What neither of them realize is that something more sinister is working against them. Something dark. Something evil that wants to tear apart their marriage. Something that will stop at nothing to ensure that Hugh never comes to believe in God.
Lexie is a potter. She receives visions from God about who He wants her to help on a particular day. She will sculpt and mold the image of the person out of clay and then wait until God shows her that person during the course of the day. She does not know what His plan is until she meets the person and waits for His instruction.
One of Lexie’s missions is Nate Winslow, a pastor of a local church. Nate is still recuperating from the loss of his wife in an accident nearly a year ago. He almost lost his daughter in the same accident, but Nate gave something up in order to spare her life. Something that will forever change the trajectory of his and Lexie’s lives forever.

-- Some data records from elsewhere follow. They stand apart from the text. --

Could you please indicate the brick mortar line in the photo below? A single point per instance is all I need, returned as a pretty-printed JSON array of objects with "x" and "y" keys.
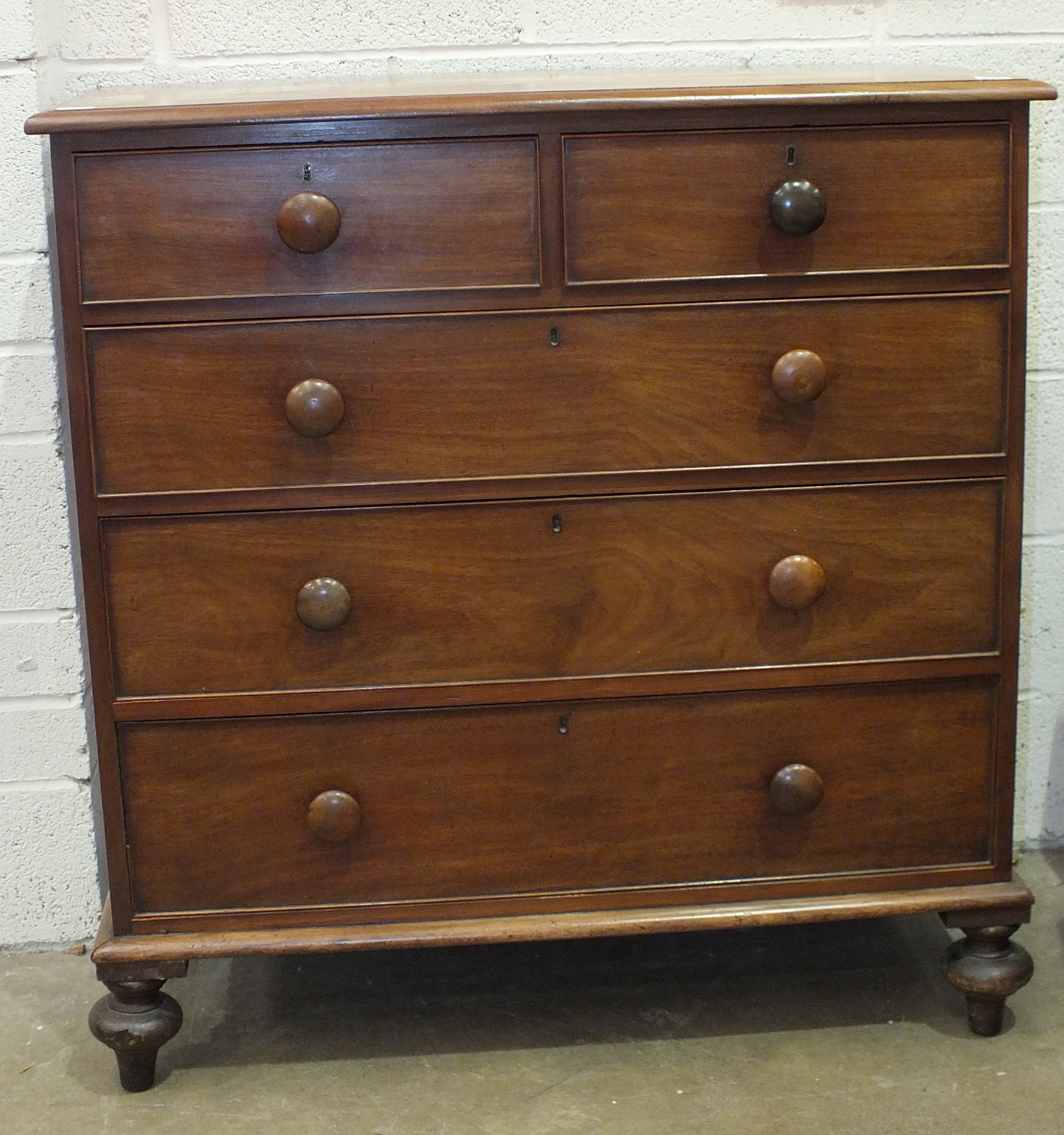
[{"x": 44, "y": 785}]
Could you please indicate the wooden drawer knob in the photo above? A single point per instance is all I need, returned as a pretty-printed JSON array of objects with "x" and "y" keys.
[
  {"x": 324, "y": 604},
  {"x": 334, "y": 817},
  {"x": 799, "y": 208},
  {"x": 797, "y": 582},
  {"x": 315, "y": 408},
  {"x": 309, "y": 223},
  {"x": 800, "y": 377},
  {"x": 795, "y": 790}
]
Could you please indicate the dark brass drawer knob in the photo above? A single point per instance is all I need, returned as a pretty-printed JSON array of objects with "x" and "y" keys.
[
  {"x": 797, "y": 582},
  {"x": 800, "y": 377},
  {"x": 308, "y": 223},
  {"x": 324, "y": 604},
  {"x": 315, "y": 408},
  {"x": 799, "y": 208},
  {"x": 795, "y": 790},
  {"x": 334, "y": 817}
]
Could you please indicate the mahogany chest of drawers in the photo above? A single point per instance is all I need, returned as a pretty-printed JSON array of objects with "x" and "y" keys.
[{"x": 520, "y": 509}]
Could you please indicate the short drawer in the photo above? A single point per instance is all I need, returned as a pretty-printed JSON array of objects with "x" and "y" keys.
[
  {"x": 391, "y": 596},
  {"x": 460, "y": 803},
  {"x": 240, "y": 406},
  {"x": 411, "y": 216},
  {"x": 692, "y": 205}
]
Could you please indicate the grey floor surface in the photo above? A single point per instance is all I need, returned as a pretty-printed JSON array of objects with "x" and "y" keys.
[{"x": 839, "y": 1029}]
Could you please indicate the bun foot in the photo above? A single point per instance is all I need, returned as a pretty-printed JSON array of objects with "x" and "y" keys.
[
  {"x": 135, "y": 1020},
  {"x": 987, "y": 969}
]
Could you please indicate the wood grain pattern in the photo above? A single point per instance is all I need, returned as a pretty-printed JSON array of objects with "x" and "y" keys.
[
  {"x": 630, "y": 585},
  {"x": 525, "y": 807},
  {"x": 476, "y": 397},
  {"x": 694, "y": 205},
  {"x": 515, "y": 92},
  {"x": 1012, "y": 898},
  {"x": 932, "y": 399},
  {"x": 432, "y": 215}
]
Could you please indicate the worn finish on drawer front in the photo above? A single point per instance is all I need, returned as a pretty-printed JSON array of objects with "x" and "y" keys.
[
  {"x": 481, "y": 802},
  {"x": 202, "y": 408},
  {"x": 697, "y": 205},
  {"x": 461, "y": 593},
  {"x": 413, "y": 216}
]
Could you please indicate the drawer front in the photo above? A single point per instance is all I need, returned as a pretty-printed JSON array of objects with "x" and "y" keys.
[
  {"x": 412, "y": 216},
  {"x": 681, "y": 206},
  {"x": 494, "y": 802},
  {"x": 436, "y": 398},
  {"x": 463, "y": 593}
]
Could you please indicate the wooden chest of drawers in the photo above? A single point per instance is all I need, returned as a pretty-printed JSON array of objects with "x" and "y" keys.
[{"x": 520, "y": 510}]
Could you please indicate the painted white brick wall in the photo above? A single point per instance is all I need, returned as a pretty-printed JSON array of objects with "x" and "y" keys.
[{"x": 51, "y": 49}]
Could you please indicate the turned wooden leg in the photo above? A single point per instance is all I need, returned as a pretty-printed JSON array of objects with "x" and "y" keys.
[
  {"x": 987, "y": 968},
  {"x": 136, "y": 1019}
]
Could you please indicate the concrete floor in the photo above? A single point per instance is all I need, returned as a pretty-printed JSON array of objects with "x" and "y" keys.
[{"x": 841, "y": 1029}]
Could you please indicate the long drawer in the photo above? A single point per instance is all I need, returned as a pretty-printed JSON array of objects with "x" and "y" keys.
[
  {"x": 689, "y": 205},
  {"x": 493, "y": 592},
  {"x": 241, "y": 406},
  {"x": 410, "y": 216},
  {"x": 502, "y": 800}
]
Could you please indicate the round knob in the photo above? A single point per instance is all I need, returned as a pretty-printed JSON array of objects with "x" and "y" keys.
[
  {"x": 797, "y": 582},
  {"x": 795, "y": 790},
  {"x": 334, "y": 817},
  {"x": 315, "y": 408},
  {"x": 799, "y": 208},
  {"x": 800, "y": 377},
  {"x": 324, "y": 604},
  {"x": 308, "y": 223}
]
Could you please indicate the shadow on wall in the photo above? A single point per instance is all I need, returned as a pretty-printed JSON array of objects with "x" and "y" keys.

This book is ultimately about good and evil. It is about a woman’s quest to hold true to her faith amidst some harrowing circumstances and pure evil trying to tear her life apart.
I really loved the book. It is easy to read, but does have strong religious themes. The characters are likeable and easy to relate to. I did not like Hugh all that much at first, but he grew on me over the course of the novel. This book is alarming in that it shows demons living and breathing amongst us, constantly working to ruin our lives. Scary stuff.
I only had one small issue with the book.
Within the context of the novel, the author uses the character of Lexie to promote her (the author’s) non-fiction bible study book. She actually names the full title of the book that Lexie will be reading with a small group. I know what she was trying to get at, but it did turn me off a bit. I wish she could have either not named the book or given a fake name for it. It just seemed out of place to me, especially since she does mention at the end that it is a real book. To those who don’t know the non-fiction book she references, this may not be a big deal. To me, even though it is a small thing, I did not like the reference.
Other than that very small piece, I enjoyed this book and recommend it. There is a lot to devour and think about in ths novel. Dineen is a very skilled writer who will readily capture your attention.